Someone Who Isn’t Me is a languid cautionary tale that takes readers through the rollercoaster ride of addiction. There are scenes of scoring junk outside a place of employment in order to use at work, descriptions of how years of abuse can swallow your identify and blur reality, and depictions of the types of challenges faced on the road to salvation/sobreity.

This debut from Geoff Rickly navigates the full mental lifecycle of a hard drug user long after it’s taken a devastating toll on their inner psyche. Revealing diction takes readers on an intriguing odyssey of introspection, an exercise in self-exploration used to attempt to overcome the harrowing grips that opioid-based substances can place on a mind.

This novel is for those who want a raw read and wish to better understand all aspects of human nature. Specifically, what life is like being haunted by drug addiction in an unromantic, seemingly accurate portrayal that will feed curious minds.

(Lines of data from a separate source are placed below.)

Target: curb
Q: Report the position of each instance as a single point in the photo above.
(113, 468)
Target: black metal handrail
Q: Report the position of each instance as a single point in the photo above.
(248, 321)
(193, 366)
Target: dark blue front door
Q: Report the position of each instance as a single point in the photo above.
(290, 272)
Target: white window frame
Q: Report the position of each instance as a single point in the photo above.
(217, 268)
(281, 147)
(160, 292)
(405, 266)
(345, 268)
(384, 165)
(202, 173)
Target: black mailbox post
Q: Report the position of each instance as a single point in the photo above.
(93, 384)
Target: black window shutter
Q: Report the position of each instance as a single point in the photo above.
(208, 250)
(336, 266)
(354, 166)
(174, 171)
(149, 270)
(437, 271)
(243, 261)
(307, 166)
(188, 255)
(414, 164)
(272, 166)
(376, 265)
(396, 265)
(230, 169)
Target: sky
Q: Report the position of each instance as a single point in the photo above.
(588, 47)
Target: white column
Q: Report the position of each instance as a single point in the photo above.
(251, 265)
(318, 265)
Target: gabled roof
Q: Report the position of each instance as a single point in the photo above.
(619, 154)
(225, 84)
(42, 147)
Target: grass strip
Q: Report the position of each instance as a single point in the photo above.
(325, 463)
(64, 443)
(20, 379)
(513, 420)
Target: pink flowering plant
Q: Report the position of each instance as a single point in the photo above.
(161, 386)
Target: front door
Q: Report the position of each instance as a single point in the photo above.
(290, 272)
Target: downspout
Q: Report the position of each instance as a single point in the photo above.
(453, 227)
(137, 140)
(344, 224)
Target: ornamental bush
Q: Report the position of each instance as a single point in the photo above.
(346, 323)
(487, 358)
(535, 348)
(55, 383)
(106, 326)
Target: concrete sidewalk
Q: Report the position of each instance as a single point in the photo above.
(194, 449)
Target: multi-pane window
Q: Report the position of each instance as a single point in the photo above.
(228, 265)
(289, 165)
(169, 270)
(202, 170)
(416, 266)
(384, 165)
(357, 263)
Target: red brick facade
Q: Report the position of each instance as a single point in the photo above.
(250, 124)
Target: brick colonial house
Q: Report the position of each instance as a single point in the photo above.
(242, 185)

Fans of Burroughs’ works like Naked Lunch and other exposés that take creative approaches to writing about the effects of chemical dependency will find this to be a thrilling, modern day take. Not a single page is wasted throughout this semi-autobiographical text, turning the many hallucinatory passages about losing sight of yourself into something layered, vulnerable, and even beautiful:

My reflection listens carefully, worrying the corners of two folded-up hundred dollar bills in his jacket pocket, as he enters the freezer section. When my man reaches the frozen pizzas, he looks at my reflection in the glass of the freezer doors, and I wonder if he sees what I see: the reflection of my reflection, the ghost of my ghost, floating in the cold phosphor glare of the market hungry but unable to eat, thirsty but unable to drink.

At the core of this novel is an interesting exploration of using ibogaine, a real plant-based psychoactive compound leveraged by rehab clinics in Mexico, to help users introspectively dissect certain life events that are believed to be at the root of amplifying addictive behaviors. The goal is to finally face those issues head-on and hopefully, get clean. This allows the protagonist to have dream-like experiences—some seem to be completely real visions of actual occurrences while others are distorted realities—to help him work through what causes him to use, see how much he is cared for, and figure out how to navigate the next phase of his life while trying to stay sober.